5-Hydroxymethylcytosine promotes proliferation of human uterine leiomyoma: a biological link to a new epigenetic modification in benign tumors.

Abstract

Uterine leiomyoma, or fibroids, represent the most common benign tumors of the female reproductive tract. A newly discovered epigenetic modification, 5-hydroxymethylation (5-hmC), and its regulators, the TET (Ten Eleven Translocation) enzymes, were implicated in the pathology of malignant tumors; however, their roles in benign tumors, including uterine fibroids, remain unknown. To determine the role of 5-hmC and TET proteins in the pathogenesis of leiomyoma using human uterine leiomyoma and normal matched myometrial tissues and primary cells. 5-hmC levels were determined by ELISA and immunofluorescent staining in matched myometrial and leiomyoma tissues. TET expression was analyzed by quantitative RT-PCR and immunoblotting. TET1 or TET3 were silenced or inhibited by small interfering RNA or 2-hydroxyglutarate to study their effects on 5-hmC content and cell proliferation.

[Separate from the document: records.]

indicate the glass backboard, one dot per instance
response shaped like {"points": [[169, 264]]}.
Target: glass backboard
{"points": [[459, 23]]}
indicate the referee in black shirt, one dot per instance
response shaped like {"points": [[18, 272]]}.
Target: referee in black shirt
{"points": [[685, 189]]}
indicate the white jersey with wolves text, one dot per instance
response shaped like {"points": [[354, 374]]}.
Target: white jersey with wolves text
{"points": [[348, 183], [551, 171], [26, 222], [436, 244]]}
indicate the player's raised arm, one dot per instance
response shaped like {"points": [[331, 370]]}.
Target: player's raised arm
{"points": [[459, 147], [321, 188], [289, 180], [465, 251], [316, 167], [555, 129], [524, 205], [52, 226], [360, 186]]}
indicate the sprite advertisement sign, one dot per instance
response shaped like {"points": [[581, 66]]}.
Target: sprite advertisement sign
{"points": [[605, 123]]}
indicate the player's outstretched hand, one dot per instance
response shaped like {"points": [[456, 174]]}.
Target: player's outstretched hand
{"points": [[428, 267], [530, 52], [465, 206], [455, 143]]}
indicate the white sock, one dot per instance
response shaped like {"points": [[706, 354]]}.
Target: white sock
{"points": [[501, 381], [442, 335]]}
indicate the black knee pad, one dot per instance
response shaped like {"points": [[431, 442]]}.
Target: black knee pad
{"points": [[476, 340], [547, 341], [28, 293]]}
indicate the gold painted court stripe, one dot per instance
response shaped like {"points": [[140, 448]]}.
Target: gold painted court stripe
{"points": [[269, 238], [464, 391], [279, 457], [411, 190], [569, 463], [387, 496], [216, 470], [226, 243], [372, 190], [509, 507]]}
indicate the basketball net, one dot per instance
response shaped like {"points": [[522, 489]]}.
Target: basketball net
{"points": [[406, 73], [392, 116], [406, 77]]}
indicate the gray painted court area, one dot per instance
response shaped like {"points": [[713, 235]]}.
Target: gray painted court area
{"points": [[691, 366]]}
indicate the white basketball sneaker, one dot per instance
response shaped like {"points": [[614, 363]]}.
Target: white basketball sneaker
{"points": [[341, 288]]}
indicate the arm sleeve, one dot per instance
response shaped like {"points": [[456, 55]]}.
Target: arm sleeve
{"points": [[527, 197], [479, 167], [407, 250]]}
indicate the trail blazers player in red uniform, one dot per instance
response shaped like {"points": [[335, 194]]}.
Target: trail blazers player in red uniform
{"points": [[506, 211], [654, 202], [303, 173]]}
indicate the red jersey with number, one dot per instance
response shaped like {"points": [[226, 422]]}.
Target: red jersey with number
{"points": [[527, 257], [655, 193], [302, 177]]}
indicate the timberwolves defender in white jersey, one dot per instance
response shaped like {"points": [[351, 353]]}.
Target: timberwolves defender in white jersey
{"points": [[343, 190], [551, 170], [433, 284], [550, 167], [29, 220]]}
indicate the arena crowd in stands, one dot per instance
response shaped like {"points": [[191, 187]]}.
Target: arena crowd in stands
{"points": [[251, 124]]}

We demonstrated significantly higher 5-hmC levels in the genomic DNA of leiomyoma tissue compared to normal myometrial tissue. The increase in 5-hmC levels was associated with the up-regulation of TET1 or TET3 mRNA and protein expression in leiomyoma tissue. TET1 or TET3 knockdown significantly reduced 5-hmC levels in leiomyoma cells and decreased cell proliferation. Treatment with 2-hydroxyglutarate, a competitive TET enzyme inhibitor, significantly decreased both 5-hmC content and cell proliferation of leiomyoma cells. An epigenetic imbalance in the 5-hmC content of leiomyoma tissue, caused by up-regulation of the TET1 and TET3 enzymes, might lead to discovery of new therapeutic targets in leiomyoma.